On Sat, Jan 5, 2019 at 12:43 PM Jiri Kosina <jikos@kernel.org> wrote: > > > Who actually _uses_ mincore()? That's probably the best guide to what > > we should do. Maybe they open the file read-only even if they are the > > owner, and we really should look at file ownership instead. > > Yeah, well > > https://codesearch.debian.net/search?q=mincore > > is a bit too much mess to get some idea quickly I am afraid. Yeah, heh. And the first hit is 'fincore', which probably nobody cares about anyway, but it does fd = open (name, O_RDONLY) .. mmap(window, len, PROT_NONE, MAP_PRIVATE, .. so if we want to keep that working, we'd really need to actually check file ownership rather than just looking at f_mode. But I don't know if anybody *uses* and cares about fincore, and it's particularly questionable for non-root users. And the Android go runtime code seems to oddly use mincore to figure out page size: // try using mincore to detect the physical page size. // mincore should return EINVAL when address is not a multiple of system page size. which is all kinds of odd, but whatever.. Why mincore, rather than something sane and obvious like mmap? Don't ask me... Anyway, the Debian code search just results in mostly non-present stuff. It's sad that google code search is no more. It was great for exactly these kinds of questions. The mono runtime seems to have some mono_pages_not_faulted() function, but I don't know if people use it for file mappings, and I couldn't find any interesting users of it. I didn't find anything that seems to really care, but I gave up after a few pages of really boring stuff.
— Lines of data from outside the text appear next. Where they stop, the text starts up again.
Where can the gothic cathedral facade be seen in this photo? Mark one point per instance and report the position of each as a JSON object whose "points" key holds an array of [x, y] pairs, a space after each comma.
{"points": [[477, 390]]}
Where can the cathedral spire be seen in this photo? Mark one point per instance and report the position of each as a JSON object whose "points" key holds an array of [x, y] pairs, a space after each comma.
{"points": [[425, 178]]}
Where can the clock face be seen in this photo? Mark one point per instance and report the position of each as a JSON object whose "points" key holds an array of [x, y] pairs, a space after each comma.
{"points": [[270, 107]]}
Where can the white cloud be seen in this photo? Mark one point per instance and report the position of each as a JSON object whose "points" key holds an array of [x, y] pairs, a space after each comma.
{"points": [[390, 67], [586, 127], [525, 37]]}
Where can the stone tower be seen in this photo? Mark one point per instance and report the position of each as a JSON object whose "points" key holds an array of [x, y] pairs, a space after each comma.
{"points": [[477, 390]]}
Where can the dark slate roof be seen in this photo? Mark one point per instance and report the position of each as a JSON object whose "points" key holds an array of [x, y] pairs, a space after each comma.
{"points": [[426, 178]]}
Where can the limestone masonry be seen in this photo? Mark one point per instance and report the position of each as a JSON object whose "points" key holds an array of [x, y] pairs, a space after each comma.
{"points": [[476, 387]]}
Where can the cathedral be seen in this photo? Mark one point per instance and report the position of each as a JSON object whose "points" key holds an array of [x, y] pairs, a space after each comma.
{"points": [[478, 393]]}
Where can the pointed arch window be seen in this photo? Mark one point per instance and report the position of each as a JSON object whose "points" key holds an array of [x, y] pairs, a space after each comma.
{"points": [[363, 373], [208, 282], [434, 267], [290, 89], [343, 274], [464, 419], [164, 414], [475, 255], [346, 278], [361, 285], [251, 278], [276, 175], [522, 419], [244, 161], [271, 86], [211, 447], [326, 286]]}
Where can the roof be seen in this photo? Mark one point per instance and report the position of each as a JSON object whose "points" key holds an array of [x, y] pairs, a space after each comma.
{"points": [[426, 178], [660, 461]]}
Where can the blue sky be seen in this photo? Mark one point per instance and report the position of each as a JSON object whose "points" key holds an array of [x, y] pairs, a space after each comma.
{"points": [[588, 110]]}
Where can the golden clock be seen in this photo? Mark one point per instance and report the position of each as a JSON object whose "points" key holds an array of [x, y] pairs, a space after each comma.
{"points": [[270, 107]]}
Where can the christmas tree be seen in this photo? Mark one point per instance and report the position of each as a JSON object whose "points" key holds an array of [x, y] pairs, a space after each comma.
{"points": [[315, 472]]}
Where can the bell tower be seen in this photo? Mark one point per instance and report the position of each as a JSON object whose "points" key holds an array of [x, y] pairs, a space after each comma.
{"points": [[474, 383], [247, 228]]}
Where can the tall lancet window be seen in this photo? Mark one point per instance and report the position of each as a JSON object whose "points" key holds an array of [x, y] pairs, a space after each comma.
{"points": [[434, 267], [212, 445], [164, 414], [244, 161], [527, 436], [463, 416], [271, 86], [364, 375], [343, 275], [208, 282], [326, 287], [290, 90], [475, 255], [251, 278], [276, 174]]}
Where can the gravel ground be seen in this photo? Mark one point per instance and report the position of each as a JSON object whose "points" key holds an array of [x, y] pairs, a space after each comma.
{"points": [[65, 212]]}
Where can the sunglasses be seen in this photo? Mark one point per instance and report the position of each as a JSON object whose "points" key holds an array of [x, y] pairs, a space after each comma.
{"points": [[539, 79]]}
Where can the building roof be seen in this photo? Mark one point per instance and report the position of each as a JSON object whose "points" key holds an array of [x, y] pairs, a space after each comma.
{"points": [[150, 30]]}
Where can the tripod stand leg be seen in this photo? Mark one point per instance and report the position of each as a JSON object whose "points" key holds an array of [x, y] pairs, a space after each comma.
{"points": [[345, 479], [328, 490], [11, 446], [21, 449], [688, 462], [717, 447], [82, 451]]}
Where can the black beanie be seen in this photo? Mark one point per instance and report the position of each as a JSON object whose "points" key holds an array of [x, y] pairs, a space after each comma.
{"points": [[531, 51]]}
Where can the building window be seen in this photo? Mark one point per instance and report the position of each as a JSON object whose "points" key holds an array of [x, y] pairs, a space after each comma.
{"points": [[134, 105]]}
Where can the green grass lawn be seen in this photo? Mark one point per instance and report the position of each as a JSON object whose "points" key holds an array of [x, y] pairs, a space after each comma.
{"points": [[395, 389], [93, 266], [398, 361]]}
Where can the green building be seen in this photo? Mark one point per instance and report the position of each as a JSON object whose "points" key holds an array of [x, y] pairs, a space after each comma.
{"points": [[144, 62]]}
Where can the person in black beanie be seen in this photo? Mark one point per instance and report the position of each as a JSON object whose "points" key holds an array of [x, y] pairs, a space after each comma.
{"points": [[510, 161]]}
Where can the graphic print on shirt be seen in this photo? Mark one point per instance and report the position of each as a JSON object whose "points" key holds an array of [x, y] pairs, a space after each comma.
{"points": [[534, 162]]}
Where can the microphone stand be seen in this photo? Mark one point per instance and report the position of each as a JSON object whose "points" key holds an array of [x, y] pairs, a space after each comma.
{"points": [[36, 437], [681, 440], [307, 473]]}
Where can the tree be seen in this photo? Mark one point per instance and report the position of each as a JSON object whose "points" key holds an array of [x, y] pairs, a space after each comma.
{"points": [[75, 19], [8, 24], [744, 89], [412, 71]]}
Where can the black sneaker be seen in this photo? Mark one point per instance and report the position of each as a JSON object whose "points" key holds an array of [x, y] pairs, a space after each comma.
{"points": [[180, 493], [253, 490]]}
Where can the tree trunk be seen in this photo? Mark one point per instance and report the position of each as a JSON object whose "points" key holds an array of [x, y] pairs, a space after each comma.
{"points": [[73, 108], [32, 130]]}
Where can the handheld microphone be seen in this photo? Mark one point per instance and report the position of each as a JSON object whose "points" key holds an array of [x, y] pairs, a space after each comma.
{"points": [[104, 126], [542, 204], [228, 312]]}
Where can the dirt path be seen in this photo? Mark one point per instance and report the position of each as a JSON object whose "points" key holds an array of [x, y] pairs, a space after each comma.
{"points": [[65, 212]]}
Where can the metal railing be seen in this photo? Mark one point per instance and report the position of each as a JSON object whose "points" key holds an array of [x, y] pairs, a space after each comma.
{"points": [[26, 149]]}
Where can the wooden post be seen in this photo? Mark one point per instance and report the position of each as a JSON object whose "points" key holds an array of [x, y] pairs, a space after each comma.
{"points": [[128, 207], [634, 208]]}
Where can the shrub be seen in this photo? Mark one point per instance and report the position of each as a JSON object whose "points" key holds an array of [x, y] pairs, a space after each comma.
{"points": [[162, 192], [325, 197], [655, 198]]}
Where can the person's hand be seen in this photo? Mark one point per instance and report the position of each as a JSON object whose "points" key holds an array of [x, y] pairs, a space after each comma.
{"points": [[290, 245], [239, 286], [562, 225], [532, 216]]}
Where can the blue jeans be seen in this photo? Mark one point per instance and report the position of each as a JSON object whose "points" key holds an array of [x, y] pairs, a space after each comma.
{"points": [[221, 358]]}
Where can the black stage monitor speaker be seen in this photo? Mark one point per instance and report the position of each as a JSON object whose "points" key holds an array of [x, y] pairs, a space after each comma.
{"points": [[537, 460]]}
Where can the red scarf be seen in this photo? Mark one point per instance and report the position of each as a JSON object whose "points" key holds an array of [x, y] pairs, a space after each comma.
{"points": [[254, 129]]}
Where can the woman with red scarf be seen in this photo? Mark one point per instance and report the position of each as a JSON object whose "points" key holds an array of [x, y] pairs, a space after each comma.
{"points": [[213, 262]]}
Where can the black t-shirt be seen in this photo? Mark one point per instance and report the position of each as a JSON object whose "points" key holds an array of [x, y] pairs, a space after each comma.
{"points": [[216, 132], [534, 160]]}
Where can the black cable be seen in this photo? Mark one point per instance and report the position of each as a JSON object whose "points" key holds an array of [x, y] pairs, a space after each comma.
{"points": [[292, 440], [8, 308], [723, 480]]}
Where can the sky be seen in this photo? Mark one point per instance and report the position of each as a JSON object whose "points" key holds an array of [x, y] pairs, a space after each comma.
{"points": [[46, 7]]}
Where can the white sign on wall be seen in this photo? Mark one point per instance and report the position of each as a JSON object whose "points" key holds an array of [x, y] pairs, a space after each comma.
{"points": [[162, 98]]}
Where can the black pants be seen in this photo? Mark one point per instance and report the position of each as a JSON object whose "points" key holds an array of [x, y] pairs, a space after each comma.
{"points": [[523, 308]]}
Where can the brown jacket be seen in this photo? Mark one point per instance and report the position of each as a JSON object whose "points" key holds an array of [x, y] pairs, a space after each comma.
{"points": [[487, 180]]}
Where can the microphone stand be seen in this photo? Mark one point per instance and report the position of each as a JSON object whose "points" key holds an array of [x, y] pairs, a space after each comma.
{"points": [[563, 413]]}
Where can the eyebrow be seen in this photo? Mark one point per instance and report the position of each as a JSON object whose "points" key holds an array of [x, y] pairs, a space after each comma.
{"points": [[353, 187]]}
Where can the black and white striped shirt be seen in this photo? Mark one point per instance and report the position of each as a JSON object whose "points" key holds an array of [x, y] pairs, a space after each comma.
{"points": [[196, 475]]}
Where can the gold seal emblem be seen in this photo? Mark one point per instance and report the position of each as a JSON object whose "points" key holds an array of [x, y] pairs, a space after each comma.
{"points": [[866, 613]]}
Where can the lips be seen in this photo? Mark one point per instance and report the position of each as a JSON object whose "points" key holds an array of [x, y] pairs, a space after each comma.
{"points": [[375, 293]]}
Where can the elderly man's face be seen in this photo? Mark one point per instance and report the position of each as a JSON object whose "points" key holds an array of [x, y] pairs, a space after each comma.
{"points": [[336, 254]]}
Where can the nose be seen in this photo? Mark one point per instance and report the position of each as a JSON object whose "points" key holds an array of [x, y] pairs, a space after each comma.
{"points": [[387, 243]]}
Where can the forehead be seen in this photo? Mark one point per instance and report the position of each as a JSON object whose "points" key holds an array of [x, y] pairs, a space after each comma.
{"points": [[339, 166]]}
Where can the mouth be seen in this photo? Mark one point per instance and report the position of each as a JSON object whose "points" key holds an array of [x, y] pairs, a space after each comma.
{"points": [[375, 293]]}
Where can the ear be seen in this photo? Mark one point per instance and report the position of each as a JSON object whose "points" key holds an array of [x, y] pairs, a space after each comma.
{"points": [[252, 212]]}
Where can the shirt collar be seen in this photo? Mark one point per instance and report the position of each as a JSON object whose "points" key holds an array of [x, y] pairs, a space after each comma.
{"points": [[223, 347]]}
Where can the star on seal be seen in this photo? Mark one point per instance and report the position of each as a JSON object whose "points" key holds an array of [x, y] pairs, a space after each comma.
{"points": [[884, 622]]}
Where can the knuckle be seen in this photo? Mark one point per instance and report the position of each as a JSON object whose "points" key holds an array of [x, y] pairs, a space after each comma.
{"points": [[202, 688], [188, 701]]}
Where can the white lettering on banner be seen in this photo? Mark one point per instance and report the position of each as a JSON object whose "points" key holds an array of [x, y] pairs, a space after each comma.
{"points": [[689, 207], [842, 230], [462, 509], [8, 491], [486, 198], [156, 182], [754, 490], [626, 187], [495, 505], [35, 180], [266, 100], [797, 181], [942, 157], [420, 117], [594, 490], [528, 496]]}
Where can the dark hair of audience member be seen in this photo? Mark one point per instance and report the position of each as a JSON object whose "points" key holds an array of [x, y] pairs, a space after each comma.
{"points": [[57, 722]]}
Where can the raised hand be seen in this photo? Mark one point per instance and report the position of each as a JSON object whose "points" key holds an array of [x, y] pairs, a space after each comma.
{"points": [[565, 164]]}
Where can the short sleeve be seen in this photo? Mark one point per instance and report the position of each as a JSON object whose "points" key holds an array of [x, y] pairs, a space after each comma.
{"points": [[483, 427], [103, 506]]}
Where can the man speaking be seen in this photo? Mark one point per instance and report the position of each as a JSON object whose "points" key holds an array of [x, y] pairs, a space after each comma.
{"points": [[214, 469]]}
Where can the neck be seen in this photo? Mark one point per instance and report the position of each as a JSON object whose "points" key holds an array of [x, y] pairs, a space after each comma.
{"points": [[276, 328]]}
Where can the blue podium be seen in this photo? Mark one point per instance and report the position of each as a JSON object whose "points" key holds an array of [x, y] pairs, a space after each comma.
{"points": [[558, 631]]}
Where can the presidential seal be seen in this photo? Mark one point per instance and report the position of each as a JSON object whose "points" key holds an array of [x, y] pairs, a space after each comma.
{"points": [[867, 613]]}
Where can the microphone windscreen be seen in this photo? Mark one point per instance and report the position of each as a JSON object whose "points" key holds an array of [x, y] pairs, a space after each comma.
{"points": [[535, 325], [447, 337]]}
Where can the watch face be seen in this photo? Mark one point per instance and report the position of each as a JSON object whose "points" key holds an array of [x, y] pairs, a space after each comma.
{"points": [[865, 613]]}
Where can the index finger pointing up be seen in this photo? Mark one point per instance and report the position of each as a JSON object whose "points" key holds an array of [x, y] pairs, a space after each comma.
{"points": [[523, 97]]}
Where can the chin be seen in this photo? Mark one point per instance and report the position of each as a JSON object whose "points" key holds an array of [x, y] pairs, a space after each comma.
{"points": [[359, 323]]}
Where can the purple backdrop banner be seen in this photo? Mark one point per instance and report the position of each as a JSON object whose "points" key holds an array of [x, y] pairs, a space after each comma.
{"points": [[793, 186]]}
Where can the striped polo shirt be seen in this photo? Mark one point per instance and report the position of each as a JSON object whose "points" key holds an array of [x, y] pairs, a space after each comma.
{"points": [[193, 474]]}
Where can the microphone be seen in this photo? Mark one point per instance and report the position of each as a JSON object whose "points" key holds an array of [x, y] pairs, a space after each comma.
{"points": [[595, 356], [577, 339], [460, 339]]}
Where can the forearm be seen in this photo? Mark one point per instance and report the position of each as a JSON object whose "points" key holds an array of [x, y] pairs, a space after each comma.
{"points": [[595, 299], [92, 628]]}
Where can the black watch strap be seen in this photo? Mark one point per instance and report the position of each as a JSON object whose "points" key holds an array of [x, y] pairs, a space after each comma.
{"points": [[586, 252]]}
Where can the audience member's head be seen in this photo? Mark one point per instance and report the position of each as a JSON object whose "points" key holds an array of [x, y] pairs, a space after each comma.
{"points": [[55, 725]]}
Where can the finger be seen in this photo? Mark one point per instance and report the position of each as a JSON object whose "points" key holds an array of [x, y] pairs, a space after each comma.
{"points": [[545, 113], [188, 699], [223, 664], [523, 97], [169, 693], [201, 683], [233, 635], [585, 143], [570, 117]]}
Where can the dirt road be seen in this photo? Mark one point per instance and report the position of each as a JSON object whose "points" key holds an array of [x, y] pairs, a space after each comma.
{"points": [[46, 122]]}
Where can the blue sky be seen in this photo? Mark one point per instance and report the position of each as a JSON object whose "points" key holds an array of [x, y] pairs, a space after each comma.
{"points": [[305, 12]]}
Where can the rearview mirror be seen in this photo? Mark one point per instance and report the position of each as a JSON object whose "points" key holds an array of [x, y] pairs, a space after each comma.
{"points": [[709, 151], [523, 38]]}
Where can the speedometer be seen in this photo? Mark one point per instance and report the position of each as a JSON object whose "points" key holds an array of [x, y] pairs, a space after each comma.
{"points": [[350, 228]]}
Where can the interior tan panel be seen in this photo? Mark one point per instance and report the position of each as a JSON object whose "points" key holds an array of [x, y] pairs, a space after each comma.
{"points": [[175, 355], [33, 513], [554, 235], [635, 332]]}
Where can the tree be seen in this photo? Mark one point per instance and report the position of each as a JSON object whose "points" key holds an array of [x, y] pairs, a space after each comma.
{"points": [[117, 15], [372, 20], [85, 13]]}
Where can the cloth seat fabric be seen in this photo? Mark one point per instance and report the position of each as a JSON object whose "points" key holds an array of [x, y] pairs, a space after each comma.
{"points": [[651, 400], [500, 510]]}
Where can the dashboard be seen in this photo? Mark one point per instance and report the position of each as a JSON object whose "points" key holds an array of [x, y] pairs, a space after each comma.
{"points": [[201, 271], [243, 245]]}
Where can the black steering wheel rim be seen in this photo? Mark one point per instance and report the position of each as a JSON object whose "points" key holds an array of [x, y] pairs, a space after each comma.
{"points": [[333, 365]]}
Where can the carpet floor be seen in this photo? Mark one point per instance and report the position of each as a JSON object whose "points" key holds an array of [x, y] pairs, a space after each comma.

Linus
On Sat, Jan 5, 2019 at 6:27 PM Jiri Kosina <jikos@kernel.org> wrote: > There are possibilities [1] how mincore() could be used as a converyor of > a sidechannel information about pagecache metadata. > > Provide vm.mincore_privileged sysctl, which makes it possible to mincore() > start returning -EPERM in case it's invoked by a process lacking > CAP_SYS_ADMIN. > > The default behavior stays "mincore() can be used by anybody" in order to > be conservative with respect to userspace behavior. > > [1] https://www.theregister.co.uk/2019/01/05/boffins_beat_page_cache/ Just checking: I guess /proc/$pid/pagemap (iow, the pagemap_read() handler) is less problematic because it only returns data about the state of page tables, and doesn't query the address_space? In other words, it permits monitoring evictions, but non-intrusively detecting that something has been loaded into memory by another process is harder?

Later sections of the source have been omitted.